Adelgais Kathleen M, Brent Alison, Wathen Joseph, Tong Suhong, Massanari Derrek, Deakyne Sara, Sills Marion R
Department of Pediatrics, University of Colorado, School of Medicine, Aurora, Colorado.
Department of Research Informatics, Children's Hospital Colorado, Aurora, Colorado.
J Emerg Med. 2017 Nov;53(5):607-615.e2. doi: 10.1016/j.jemermed.2017.05.027. Epub 2017 Sep 28.
Changes in the manner in which medications can be delivered can have significant effects on the quality of care in the acute care setting.
The objective of this study was to evaluate the change in three Institute of Medicine quality indicators (timeliness, safety, and effectiveness) in the pediatric emergency department (ED) after the introduction of the Mucosal Atomizer Device Nasal™ (MADn) for opioid analgesia.

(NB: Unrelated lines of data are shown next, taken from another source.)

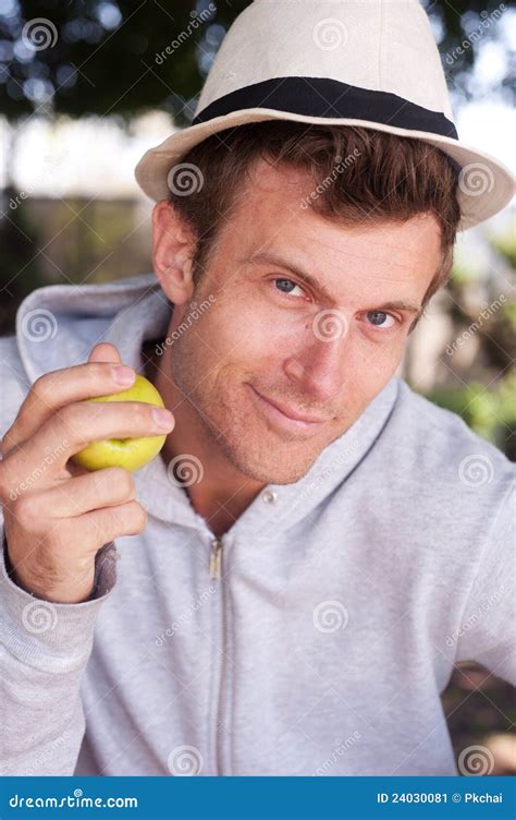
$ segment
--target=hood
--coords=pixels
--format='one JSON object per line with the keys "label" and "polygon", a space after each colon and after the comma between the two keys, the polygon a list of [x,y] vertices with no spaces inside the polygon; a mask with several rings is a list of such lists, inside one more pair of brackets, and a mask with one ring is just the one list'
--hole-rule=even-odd
{"label": "hood", "polygon": [[[85,362],[100,341],[115,345],[122,361],[143,372],[142,345],[164,337],[172,308],[153,274],[112,284],[53,285],[36,290],[16,316],[16,341],[26,375],[34,382],[51,370]],[[281,497],[280,508],[272,511],[273,505],[259,506],[255,499],[243,519],[256,517],[257,528],[267,531],[268,524],[278,531],[309,515],[365,459],[396,406],[402,384],[393,376],[299,481],[269,484],[262,491],[261,495]],[[181,521],[196,529],[202,526],[185,493],[171,484],[162,459],[156,458],[136,477],[138,497],[149,512],[168,522]],[[265,507],[271,508],[269,514]],[[242,523],[238,520],[236,529]]]}

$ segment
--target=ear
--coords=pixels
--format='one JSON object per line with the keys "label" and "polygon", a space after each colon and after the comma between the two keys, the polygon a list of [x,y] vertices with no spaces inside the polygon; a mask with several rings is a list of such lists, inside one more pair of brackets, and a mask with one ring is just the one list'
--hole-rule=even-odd
{"label": "ear", "polygon": [[161,200],[152,212],[152,262],[156,276],[173,304],[192,299],[195,237],[172,203]]}

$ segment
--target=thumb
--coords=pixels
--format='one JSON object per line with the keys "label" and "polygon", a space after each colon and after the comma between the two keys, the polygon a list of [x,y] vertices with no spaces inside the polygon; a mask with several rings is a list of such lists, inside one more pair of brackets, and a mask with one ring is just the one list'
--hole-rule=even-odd
{"label": "thumb", "polygon": [[109,345],[107,341],[102,341],[100,345],[96,345],[91,348],[91,352],[88,357],[89,362],[112,362],[113,364],[122,364],[120,353],[114,345]]}

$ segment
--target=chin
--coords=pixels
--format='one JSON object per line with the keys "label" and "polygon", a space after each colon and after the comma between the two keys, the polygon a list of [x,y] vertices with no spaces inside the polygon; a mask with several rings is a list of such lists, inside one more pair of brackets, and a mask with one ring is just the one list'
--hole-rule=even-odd
{"label": "chin", "polygon": [[[295,484],[306,475],[320,453],[299,454],[296,459],[292,444],[287,445],[286,453],[283,454],[281,449],[271,447],[270,443],[265,443],[254,451],[238,446],[231,447],[228,442],[223,446],[225,457],[238,472],[261,484]],[[271,453],[275,455],[263,457]]]}

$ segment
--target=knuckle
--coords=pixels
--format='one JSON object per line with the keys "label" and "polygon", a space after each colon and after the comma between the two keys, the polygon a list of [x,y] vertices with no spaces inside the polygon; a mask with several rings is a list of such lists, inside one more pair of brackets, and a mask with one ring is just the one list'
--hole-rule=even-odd
{"label": "knuckle", "polygon": [[123,467],[115,467],[114,473],[114,481],[119,486],[123,497],[125,498],[132,496],[135,492],[135,484],[134,479],[128,470],[124,470]]}
{"label": "knuckle", "polygon": [[39,376],[39,378],[34,382],[29,390],[33,401],[39,402],[46,399],[52,381],[51,373],[44,373],[42,376]]}
{"label": "knuckle", "polygon": [[124,530],[130,533],[142,532],[147,524],[147,512],[138,502],[131,502],[125,507]]}
{"label": "knuckle", "polygon": [[13,514],[27,531],[33,531],[39,521],[39,503],[35,495],[21,495],[13,505]]}
{"label": "knuckle", "polygon": [[134,517],[135,517],[135,522],[134,522],[135,530],[136,532],[142,532],[142,530],[144,530],[147,526],[148,516],[140,504],[135,503]]}
{"label": "knuckle", "polygon": [[61,427],[73,431],[77,438],[84,436],[86,432],[85,425],[85,408],[79,402],[75,405],[66,405],[61,408],[54,415],[56,421]]}

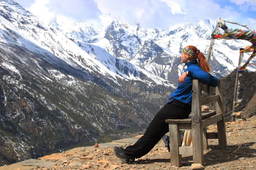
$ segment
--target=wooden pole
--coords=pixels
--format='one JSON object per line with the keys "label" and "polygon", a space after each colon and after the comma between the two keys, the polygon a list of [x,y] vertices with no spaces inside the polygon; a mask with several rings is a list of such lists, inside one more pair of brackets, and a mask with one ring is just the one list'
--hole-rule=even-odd
{"label": "wooden pole", "polygon": [[[240,49],[240,51],[242,50],[243,49]],[[242,53],[240,53],[240,55],[239,55],[239,59],[238,62],[238,66],[237,66],[237,68],[236,70],[236,84],[235,85],[235,89],[234,89],[234,97],[233,98],[233,110],[232,111],[232,113],[234,113],[236,112],[236,97],[237,96],[237,86],[238,85],[238,77],[239,74],[239,73],[237,72],[238,69],[239,67],[240,67],[241,64],[241,61],[242,60],[241,58],[242,57]],[[231,121],[233,122],[234,121],[234,116],[232,115],[231,117]]]}
{"label": "wooden pole", "polygon": [[[219,19],[220,19],[220,17],[219,17]],[[216,31],[216,30],[218,29],[218,26],[219,26],[219,23],[217,22],[217,24],[216,25],[216,26],[215,27],[215,29],[214,31]],[[209,49],[208,50],[208,53],[207,53],[207,55],[206,55],[206,59],[205,60],[207,62],[209,60],[209,59],[211,55],[211,53],[212,51],[212,46],[214,44],[214,39],[212,38],[211,40],[211,43],[210,43],[210,46],[209,46]]]}

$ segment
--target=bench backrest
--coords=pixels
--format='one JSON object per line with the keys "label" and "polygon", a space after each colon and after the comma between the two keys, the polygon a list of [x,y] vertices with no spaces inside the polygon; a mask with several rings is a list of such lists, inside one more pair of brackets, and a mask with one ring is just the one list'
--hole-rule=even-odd
{"label": "bench backrest", "polygon": [[[215,102],[216,113],[223,114],[224,109],[222,104],[223,96],[222,81],[219,78],[219,83],[216,88],[213,88],[204,84],[198,80],[193,80],[193,93],[192,96],[192,106],[190,115],[192,122],[197,123],[202,121],[201,106]],[[215,95],[209,97],[202,97],[201,90],[211,94],[215,92]],[[202,123],[201,122],[201,123]]]}

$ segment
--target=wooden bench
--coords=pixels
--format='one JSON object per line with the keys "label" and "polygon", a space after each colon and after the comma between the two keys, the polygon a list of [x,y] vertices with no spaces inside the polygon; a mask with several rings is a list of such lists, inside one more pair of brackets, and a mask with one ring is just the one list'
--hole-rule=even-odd
{"label": "wooden bench", "polygon": [[[197,80],[193,80],[191,113],[188,118],[169,119],[171,162],[172,166],[181,165],[181,155],[193,155],[194,163],[204,164],[203,149],[207,149],[207,139],[218,138],[220,149],[227,147],[225,119],[222,104],[221,81],[216,88],[203,84]],[[215,89],[216,95],[202,98],[201,90],[212,94]],[[215,102],[216,110],[202,113],[201,105]],[[207,133],[207,126],[217,123],[218,132]],[[182,146],[180,131],[191,131],[192,146]]]}

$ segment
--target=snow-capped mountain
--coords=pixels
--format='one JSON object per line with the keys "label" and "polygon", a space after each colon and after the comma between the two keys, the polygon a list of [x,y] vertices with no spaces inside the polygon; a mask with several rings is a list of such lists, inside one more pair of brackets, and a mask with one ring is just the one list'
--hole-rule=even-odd
{"label": "snow-capped mountain", "polygon": [[[12,0],[0,14],[0,165],[145,129],[184,69],[182,48],[206,54],[213,29],[196,19],[145,29],[106,15],[46,25]],[[210,64],[223,77],[248,43],[215,42]]]}
{"label": "snow-capped mountain", "polygon": [[[181,50],[187,45],[193,45],[206,56],[214,28],[208,20],[196,18],[168,30],[146,29],[139,25],[130,25],[118,19],[110,23],[106,15],[101,17],[104,24],[99,24],[99,22],[97,25],[92,22],[90,24],[88,21],[79,23],[70,21],[73,24],[68,29],[68,25],[61,25],[63,19],[65,19],[57,17],[52,23],[58,25],[56,29],[75,40],[100,46],[113,56],[128,60],[151,74],[175,82],[184,68],[179,59]],[[106,23],[109,25],[106,26]],[[92,38],[88,39],[86,36],[88,35],[92,35]],[[224,77],[237,67],[239,48],[251,44],[246,41],[234,40],[215,40],[215,42],[213,57],[209,61],[212,73]],[[250,55],[245,55],[244,63]],[[254,59],[252,62],[255,61]],[[255,71],[256,67],[247,69]]]}

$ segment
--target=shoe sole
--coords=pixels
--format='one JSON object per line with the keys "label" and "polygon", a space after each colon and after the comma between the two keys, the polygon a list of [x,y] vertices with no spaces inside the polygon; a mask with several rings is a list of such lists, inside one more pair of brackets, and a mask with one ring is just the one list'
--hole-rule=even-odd
{"label": "shoe sole", "polygon": [[122,162],[124,164],[131,164],[132,163],[134,162],[134,159],[125,159],[125,158],[122,158],[116,153],[116,152],[115,152],[115,149],[114,149],[114,153],[115,153],[115,155],[116,155],[116,156],[120,159],[122,161]]}

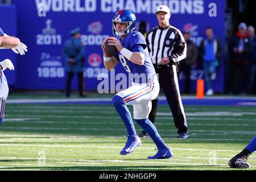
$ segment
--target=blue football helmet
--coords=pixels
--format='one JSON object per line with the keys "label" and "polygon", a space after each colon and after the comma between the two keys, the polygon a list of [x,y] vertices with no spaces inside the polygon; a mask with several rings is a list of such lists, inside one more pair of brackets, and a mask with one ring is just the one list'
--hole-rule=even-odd
{"label": "blue football helmet", "polygon": [[[126,23],[127,24],[122,32],[117,31],[117,23]],[[127,35],[133,31],[135,28],[136,17],[135,14],[130,10],[122,9],[118,11],[114,15],[112,20],[113,34],[118,36]]]}

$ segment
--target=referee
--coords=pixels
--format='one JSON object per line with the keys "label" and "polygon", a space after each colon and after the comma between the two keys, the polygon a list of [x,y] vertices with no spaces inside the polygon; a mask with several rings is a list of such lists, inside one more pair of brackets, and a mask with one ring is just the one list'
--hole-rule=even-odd
{"label": "referee", "polygon": [[[163,88],[177,128],[177,138],[188,137],[186,117],[182,105],[177,75],[179,62],[186,57],[187,45],[180,30],[169,24],[171,13],[164,5],[156,9],[159,25],[150,30],[146,38],[147,47],[156,73],[160,88]],[[152,101],[149,119],[154,123],[158,100]],[[144,131],[140,136],[147,137]]]}

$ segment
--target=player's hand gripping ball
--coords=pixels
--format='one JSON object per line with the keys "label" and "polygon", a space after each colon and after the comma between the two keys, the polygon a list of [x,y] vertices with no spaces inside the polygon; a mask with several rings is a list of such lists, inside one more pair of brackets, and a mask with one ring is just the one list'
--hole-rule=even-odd
{"label": "player's hand gripping ball", "polygon": [[108,57],[111,57],[115,55],[117,52],[117,49],[115,46],[109,46],[109,43],[108,40],[105,42],[104,44],[104,52]]}

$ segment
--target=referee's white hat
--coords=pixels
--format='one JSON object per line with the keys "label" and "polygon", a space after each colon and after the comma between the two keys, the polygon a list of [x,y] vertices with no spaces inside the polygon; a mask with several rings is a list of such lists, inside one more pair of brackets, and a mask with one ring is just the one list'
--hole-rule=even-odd
{"label": "referee's white hat", "polygon": [[155,13],[158,14],[158,13],[159,11],[163,11],[168,14],[170,14],[169,7],[168,7],[167,6],[165,5],[161,5],[158,6],[158,8],[156,9],[156,11],[155,12]]}

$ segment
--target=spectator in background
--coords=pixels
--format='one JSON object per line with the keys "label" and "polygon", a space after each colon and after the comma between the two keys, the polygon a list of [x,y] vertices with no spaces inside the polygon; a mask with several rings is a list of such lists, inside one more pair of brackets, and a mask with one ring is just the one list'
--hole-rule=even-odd
{"label": "spectator in background", "polygon": [[213,90],[212,80],[216,77],[216,68],[221,59],[221,43],[213,34],[212,27],[205,29],[206,39],[202,40],[199,47],[199,53],[203,60],[204,80],[205,82],[206,96],[212,96]]}
{"label": "spectator in background", "polygon": [[75,73],[77,73],[79,96],[86,96],[84,91],[84,49],[80,40],[81,34],[79,28],[72,30],[72,38],[64,44],[63,56],[66,63],[65,71],[67,73],[65,96],[69,97],[71,92],[71,81]]}
{"label": "spectator in background", "polygon": [[248,93],[251,93],[254,83],[255,71],[256,68],[256,38],[255,36],[255,29],[253,26],[248,26],[247,31],[249,40],[251,46],[251,51],[249,59],[249,77],[247,86]]}
{"label": "spectator in background", "polygon": [[197,59],[197,48],[196,46],[189,40],[190,32],[188,31],[183,32],[183,36],[187,43],[187,57],[180,61],[180,71],[185,74],[185,93],[190,91],[190,72],[191,66],[196,64]]}
{"label": "spectator in background", "polygon": [[141,21],[139,25],[139,32],[142,34],[144,37],[146,38],[147,35],[147,22],[145,21]]}
{"label": "spectator in background", "polygon": [[241,23],[238,31],[230,39],[230,93],[245,93],[248,77],[249,59],[251,46],[247,33],[247,26]]}

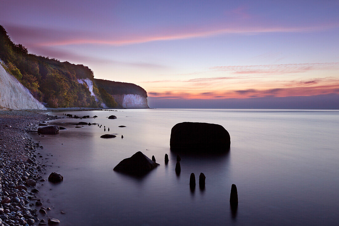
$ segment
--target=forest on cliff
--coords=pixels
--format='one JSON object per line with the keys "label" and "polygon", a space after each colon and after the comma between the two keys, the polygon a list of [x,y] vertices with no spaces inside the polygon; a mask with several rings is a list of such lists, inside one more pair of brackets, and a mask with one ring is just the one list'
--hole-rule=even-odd
{"label": "forest on cliff", "polygon": [[1,25],[0,59],[6,70],[47,107],[101,107],[103,102],[109,107],[117,106],[104,89],[98,89],[94,83],[96,100],[87,86],[78,82],[78,79],[93,80],[93,72],[88,67],[29,54],[22,45],[13,42]]}

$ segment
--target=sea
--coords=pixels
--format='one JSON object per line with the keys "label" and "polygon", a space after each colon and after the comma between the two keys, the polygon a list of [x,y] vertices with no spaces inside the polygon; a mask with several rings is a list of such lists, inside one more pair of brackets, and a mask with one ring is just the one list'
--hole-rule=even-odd
{"label": "sea", "polygon": [[[48,122],[66,128],[57,135],[29,134],[43,147],[37,151],[46,165],[44,178],[53,172],[63,176],[61,183],[37,185],[45,207],[52,208],[48,216],[60,225],[339,225],[339,111],[116,111],[51,113],[90,118]],[[108,119],[111,115],[117,118]],[[80,121],[102,126],[76,128]],[[231,148],[219,154],[181,153],[177,175],[171,129],[184,121],[222,126]],[[100,138],[106,134],[117,136]],[[113,170],[139,151],[154,155],[160,165],[142,177]],[[204,189],[198,185],[201,172]],[[232,184],[237,188],[236,208],[230,205]]]}

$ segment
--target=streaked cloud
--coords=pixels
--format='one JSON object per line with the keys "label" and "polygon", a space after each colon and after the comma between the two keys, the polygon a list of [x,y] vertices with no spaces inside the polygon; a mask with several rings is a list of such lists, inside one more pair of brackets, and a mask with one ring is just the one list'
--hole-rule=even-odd
{"label": "streaked cloud", "polygon": [[339,62],[285,64],[221,66],[210,69],[228,71],[236,74],[275,74],[300,73],[312,70],[339,69]]}

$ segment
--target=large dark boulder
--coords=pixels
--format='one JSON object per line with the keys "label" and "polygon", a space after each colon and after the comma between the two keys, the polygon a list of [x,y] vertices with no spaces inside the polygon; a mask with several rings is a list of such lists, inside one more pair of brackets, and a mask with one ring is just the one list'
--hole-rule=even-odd
{"label": "large dark boulder", "polygon": [[63,180],[63,177],[61,174],[53,172],[48,177],[48,181],[53,183],[57,183]]}
{"label": "large dark boulder", "polygon": [[125,158],[114,167],[113,170],[133,175],[146,174],[159,165],[148,158],[141,151]]}
{"label": "large dark boulder", "polygon": [[115,135],[112,135],[111,134],[105,134],[102,135],[100,137],[101,138],[114,138],[117,136]]}
{"label": "large dark boulder", "polygon": [[38,132],[43,134],[57,134],[59,132],[59,127],[55,125],[40,126],[38,128]]}
{"label": "large dark boulder", "polygon": [[226,151],[230,149],[230,134],[222,126],[204,123],[185,122],[172,128],[171,149],[182,151]]}

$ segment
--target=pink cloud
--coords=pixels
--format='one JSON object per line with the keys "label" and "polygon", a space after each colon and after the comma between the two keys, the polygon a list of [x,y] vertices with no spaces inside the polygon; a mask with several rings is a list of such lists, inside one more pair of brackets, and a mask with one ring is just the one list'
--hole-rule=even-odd
{"label": "pink cloud", "polygon": [[83,44],[120,46],[155,41],[203,38],[227,34],[256,34],[262,33],[311,32],[322,31],[337,27],[338,26],[339,24],[334,24],[329,26],[319,25],[295,27],[280,26],[276,27],[254,26],[246,27],[239,26],[205,30],[202,31],[200,31],[201,29],[197,29],[196,31],[191,32],[179,31],[170,34],[160,34],[147,36],[137,35],[134,36],[130,36],[126,37],[117,38],[100,38],[97,37],[61,38],[60,40],[58,40],[42,42],[39,43],[39,44],[41,45],[49,46]]}

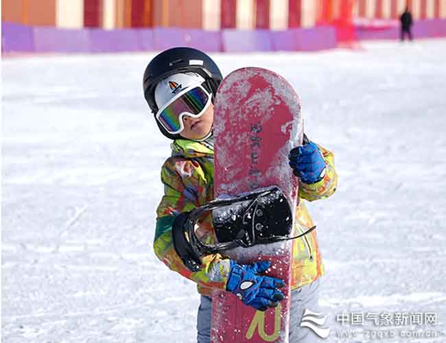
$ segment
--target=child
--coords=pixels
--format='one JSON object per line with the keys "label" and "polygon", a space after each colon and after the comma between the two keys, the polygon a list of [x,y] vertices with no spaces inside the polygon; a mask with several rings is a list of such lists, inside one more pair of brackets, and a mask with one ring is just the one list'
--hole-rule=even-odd
{"label": "child", "polygon": [[[169,139],[172,154],[161,169],[164,196],[156,210],[154,248],[169,268],[198,285],[201,303],[197,319],[198,343],[210,342],[213,289],[237,293],[246,305],[262,311],[283,298],[282,280],[263,276],[270,267],[263,261],[239,265],[220,254],[201,257],[193,270],[182,258],[173,233],[187,220],[189,211],[213,200],[213,100],[222,81],[215,62],[198,50],[176,47],[156,56],[144,73],[144,97],[161,133]],[[306,137],[305,137],[306,138]],[[327,198],[336,190],[333,154],[306,139],[290,152],[290,165],[300,178],[299,197],[308,201]],[[303,201],[296,214],[296,226],[305,232],[314,224]],[[200,226],[197,235],[212,235],[212,226]],[[319,276],[323,265],[316,231],[293,241],[290,342],[313,342],[317,336],[299,328],[305,308],[318,306]],[[242,282],[249,288],[241,291]],[[246,285],[246,283],[244,284]]]}

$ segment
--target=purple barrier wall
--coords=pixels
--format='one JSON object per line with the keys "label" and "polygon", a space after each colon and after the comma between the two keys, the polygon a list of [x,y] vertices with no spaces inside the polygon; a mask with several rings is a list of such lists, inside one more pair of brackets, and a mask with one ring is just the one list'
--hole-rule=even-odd
{"label": "purple barrier wall", "polygon": [[266,29],[224,29],[222,32],[222,51],[225,52],[271,51],[271,32]]}
{"label": "purple barrier wall", "polygon": [[315,51],[336,47],[336,30],[331,26],[291,29],[272,32],[275,51]]}
{"label": "purple barrier wall", "polygon": [[33,32],[36,52],[90,52],[90,39],[86,29],[36,26]]}
{"label": "purple barrier wall", "polygon": [[[225,29],[208,32],[198,29],[68,29],[1,23],[2,54],[13,52],[119,52],[163,50],[175,46],[205,51],[249,52],[318,51],[337,45],[336,29],[320,26],[287,31]],[[445,37],[446,19],[418,21],[415,38]],[[377,29],[357,27],[359,40],[399,37],[399,27]]]}
{"label": "purple barrier wall", "polygon": [[153,51],[155,50],[155,41],[153,29],[141,29],[137,31],[138,46],[139,50]]}
{"label": "purple barrier wall", "polygon": [[14,23],[1,22],[1,51],[32,52],[34,51],[32,27]]}
{"label": "purple barrier wall", "polygon": [[122,52],[140,50],[137,30],[91,29],[91,52]]}
{"label": "purple barrier wall", "polygon": [[156,27],[154,30],[156,50],[173,47],[189,47],[204,51],[220,51],[221,34],[219,31],[203,31],[198,29]]}

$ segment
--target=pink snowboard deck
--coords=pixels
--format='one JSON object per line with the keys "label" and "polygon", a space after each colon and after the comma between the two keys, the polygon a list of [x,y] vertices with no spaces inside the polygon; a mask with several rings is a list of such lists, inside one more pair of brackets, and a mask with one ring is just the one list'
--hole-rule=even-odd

This was a retrospective review of patients receiving opioid analgesia for certain conditions over a 5-year period. We compared patients receiving intravenous opioid (IVO) to those receiving intranasal fentanyl (INF). Timeliness outcomes include time from medication order to administration, time from dose to discharge, overall time to analgesia, and ED length of stay. Effectiveness outcomes include change in pain score and frequency of repeat dosing. Safety outcomes were the frequency of reversal agent administration or a documented oxygen desaturation of < 90%. Sensitivity analyses were performed to evaluate the effect of moderate sedation on all three outcomes.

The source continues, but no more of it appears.